The third and final distinguishing trait of President Trump is his elevated sense of distrust towards other people. This has led to his assumption that leaders of other nations are planning to exploit and weaken the US through what he terms as ‘unfair’ trade practices. Therefore, he believes he is justified in using tariffs to penalize nations he accuses of ‘cheating’ on international trade agreements – for instance, nations that maintain a persistent overall trade surplus with the US or a surplus in certain product categories, or nations enforcing standards, such as food safety norms, which US businesses are reluctant to comply with.
This facet of his personality also casts doubt on whether he’ll adhere to any new trade pact with the EU. No matter the provisional agreement, he is likely to soon deduce that the EU is seeking to exploit the US and counteract this perceived threat with additional tariffs. Given this characteristic of his personality, European leaders should perceive any agreement reached in 2025 as a brief pause in the dispute instead of a solid foundation for enduring peace in this tumultuous trade conflict.
Trump’s philosophy towards trade is shaped by his overconfidence, inadequate understanding of policy instruments, and suspicious disposition. Because of this, trading partners have become cautious while American industry faces instability. Keeping in mind his personality traits, European leaders ought to consider potential agreements reached in 2025 as temporary truces, rather than a long-term resolution to the ongoing trade war.
In conclusion, Trump’s unconventional approach to trade, driven by a unique blend of personality traits – including overconfidence, poor comprehension of policy methods, and a generally mistrustful nature – has resulted in tensions between the US and its trade partners. These characteristics have propelled Trump towards a trade policy that seems to overlook established economic and diplomatic conventions, while unsettling traditional alliances, turning friends into foes, and unraveling the very fabric of international trade.
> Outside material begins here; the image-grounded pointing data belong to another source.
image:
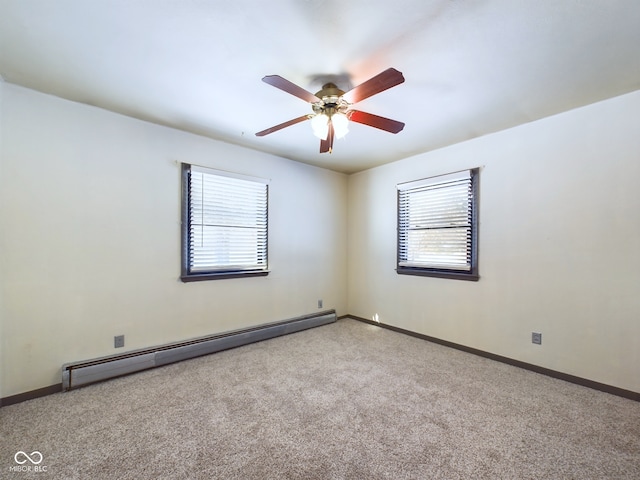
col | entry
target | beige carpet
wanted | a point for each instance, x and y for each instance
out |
(343, 401)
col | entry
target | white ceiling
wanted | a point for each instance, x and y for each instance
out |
(472, 67)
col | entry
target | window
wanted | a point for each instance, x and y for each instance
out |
(224, 225)
(437, 226)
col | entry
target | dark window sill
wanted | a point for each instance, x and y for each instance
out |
(197, 277)
(425, 272)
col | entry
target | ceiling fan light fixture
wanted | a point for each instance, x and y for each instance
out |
(320, 125)
(340, 124)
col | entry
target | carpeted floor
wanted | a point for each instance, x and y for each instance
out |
(343, 401)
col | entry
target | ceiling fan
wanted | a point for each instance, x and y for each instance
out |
(332, 107)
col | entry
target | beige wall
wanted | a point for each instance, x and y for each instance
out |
(559, 249)
(90, 241)
(90, 244)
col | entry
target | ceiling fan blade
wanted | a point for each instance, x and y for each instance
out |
(289, 87)
(381, 82)
(282, 125)
(327, 144)
(372, 120)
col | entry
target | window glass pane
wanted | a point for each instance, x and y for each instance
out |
(436, 224)
(227, 223)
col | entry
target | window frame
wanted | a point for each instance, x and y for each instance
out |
(471, 274)
(187, 274)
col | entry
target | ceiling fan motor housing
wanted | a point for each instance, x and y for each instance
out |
(331, 100)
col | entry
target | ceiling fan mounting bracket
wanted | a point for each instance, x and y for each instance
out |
(331, 100)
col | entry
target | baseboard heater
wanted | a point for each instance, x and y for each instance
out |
(79, 374)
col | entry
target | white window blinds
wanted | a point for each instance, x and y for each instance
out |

Drawing from his personal traits, Trump’s approach to trade policy appears to prioritize short-term wins over long-term stability, causing considerable turmoil. From imposing exorbitant tariffs to regularly threatning trading partners, his methods differ greatly from conventional trade practices. Consequently, there is increased uncertainty, friction, and instability within international trade. Despite his claims, his policy results have been mixed, and his understanding of tariffs as a policy tool and their impacts remains questionable.
Finally, Trump’s unique personality, combined with his significantly different approach to trade, raises valid concerns about the future of international trade. Ultimately, the success or failure of his trade policies will heavily depend upon the dynamics prevailing between the involved countries, their leaders’ strategies, and future global economic conditions. For now, the trade partners, including the EU, can only brace for the challenges ahead, hoping for a balanced and less tumultuous trading environment.